Indonesia's rowdy voting 'festival'; Suharto holds sway, but the young are restless
Jakarta
It took 45 days of exuberant, noisy, and occasionally violent election campaigning before ballots were finally cast in the oil-rich island nation of Indonesia.
In the end, the country's ruling Golkar ''group'' -- it doesn't like to be called a party -- claimed victory with 64 percent of the vote.
The government calls these every-fifth-year exercises ''festivals'' of democracy. Critics liken them to a circus. What is clear is that they do not materially affect the political development of this archipelago of 151 million.
President Suharto seems securely ensconced in power for as long as he wishes. The 360 members of parliament elected last week will play only a limited part in affairs of state. Their influence is also restricted because several hundred government appointees will join them to elect a president next spring -- presumably President Suharto, who is widely expected to accept a fourth five-year term.
The President's critics in the establishment -- the intellectuals and others who have in the past charged rampant corruption in high places - seem exhausted. The few who continue to attack the President are turned in effect into nonpersons by the simple method of directing the press to ignore their statements.

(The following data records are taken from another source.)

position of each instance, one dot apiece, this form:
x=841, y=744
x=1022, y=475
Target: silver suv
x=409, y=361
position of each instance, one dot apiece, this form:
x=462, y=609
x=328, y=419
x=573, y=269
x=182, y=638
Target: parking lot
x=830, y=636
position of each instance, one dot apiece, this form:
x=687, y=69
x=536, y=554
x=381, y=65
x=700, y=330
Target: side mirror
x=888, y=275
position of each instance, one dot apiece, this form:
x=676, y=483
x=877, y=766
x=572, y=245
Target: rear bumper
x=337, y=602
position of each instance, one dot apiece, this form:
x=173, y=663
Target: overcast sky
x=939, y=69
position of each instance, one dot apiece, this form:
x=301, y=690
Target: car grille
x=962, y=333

The present leaders offer stability, keeping a tight grip on security and, as one Indonesian commentator puts it, ''ruling the country from hour to hour.'' And after the flamboyant chaos of the Sukarno years and the subsequent massacres of 1965 -- when, according to the army, about 500,000 suspected sympathizers and members of the Indonesian Communist Party died after an alleged communist coup attempt -- President Suharto provides comparative peace and quiet. In return for this, those who remember the bad old days seem on the whole willing to overlook the corruption of the present regime.
Meanwhile, the government seems to view the elections as exercises in legitimacy -- proof that the country is indeed run by national ''consensus'' or ''unity in diversity'' and not by the bickering of political parties.

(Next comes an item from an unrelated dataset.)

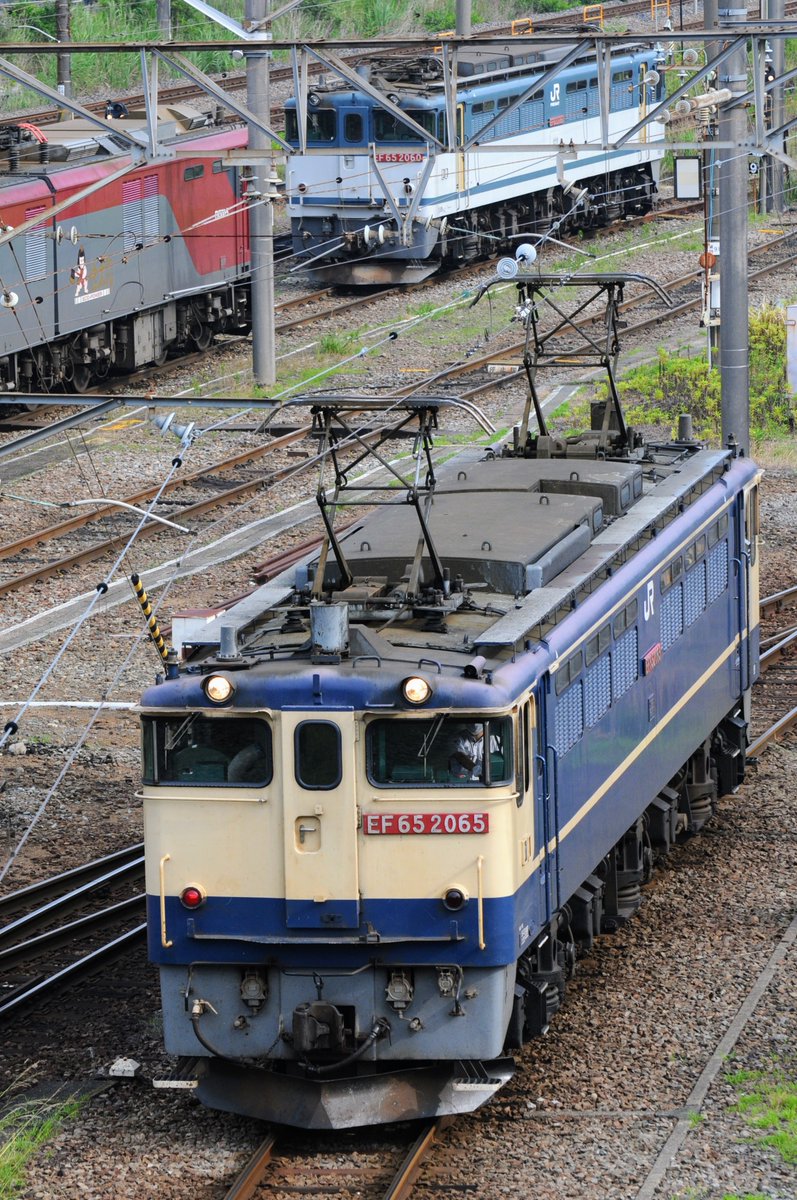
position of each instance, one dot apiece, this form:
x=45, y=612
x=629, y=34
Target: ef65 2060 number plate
x=425, y=822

For the ruling Golkar group, its 47.2 million votes (64 percent) represents a gain of almost 3 percent over the last such ballot. But the main opposition group, the Muslim United Development Party (PPP), which won 20.7 million votes ( 28.4 percent), has charged instances of election fraud. The opposition has urged a recount in parts of Jakarta, saying that Golkar supporters sometimes voted twice and that opposition voters were denied ballots.
For many ordinary people the campaign was plain good fun -- and the chance to earn a little extra income. Both Golkar and the PPP are known to have paid ''presence money'' to a good proportion of those who turned out for their rallies. Golkar offered up to $9, about 10 times the minimum daily wage, the PPP rather less; supporters of another (more hard-up) opposition party, the Indonesian Democratic Party (PDI), had to settle for a T-shirt.
The rallies themselves were an impressive sight: hundreds of thousands of people roaring through Jakarta's streets in massive, slightly ramshackle motorcades, flags flying and horns blaring. The many motorcycles in the parade add to the ear-splitting noise by the fact that they had removed their mufflers.
Although the rallies looked alike, bystanders' reactions to them were sometimes sharply different. The PPP and the PDI drew warm response from watching crowds. Golkar processions were often treated with blank indifference - or worse.
The violence of the campaign took everyone by surprise. There was, one Indonesian observer remarked, ''a disturbing sense of anger'' in many of the poorer sections of Jakarta. Much of it was directed at Golkar. One of the first Golkar rallies ended in a riot, with up to 12 dead. The last Golkar rally resulted in a series of clashes that left at least eight dead and 97 wounded when troops fired on demonstrators who attacked the procession.
Two-thirds of Indonesia's population is under 30. Not old enough to remember clearly the bad old days of Sukarno and massacre, they seem impatient for a change, restless, and less ready to accept tight government control.
Moreover, the economic boom that has given Indonesia unprecedented growth over the last eight years may be running out as oil prices, its main support, decline. Oil revenues have for the past few years provided almost 70 percent of Indonesia's budget. None of Indonesia's other exportable products will be able to make up the shortfall if oil prices continue to drop.
For the time being, there are no political groupings in Indonesia able to profit from crisis. Despite their present opposition, the PPP and the PDI sometimes seem to work with the government.
But significant changes may be under way. While some Western scholars doubt that an Iran-style Islamic revival is likely in Indonesia, some members of the powerful Muslim Student Movement are conducting what one Muslim leader calls ''Khomeini-type training'' in villages and campuses.
In another move of potentially great significance, effort is under way to withdraw the main body of the Nahdatul Ulama (NU), the largest component of the PPP, from the government-sponsored alliance. Moderate Muslim leader Abdurrahman Wahid, one of those involved in this effort, says he wants to see the NU concentrate on grass-roots development and human rights. If even part of NU's 14 million members do set up such a separate organization, the government could find itself with a serious opponent.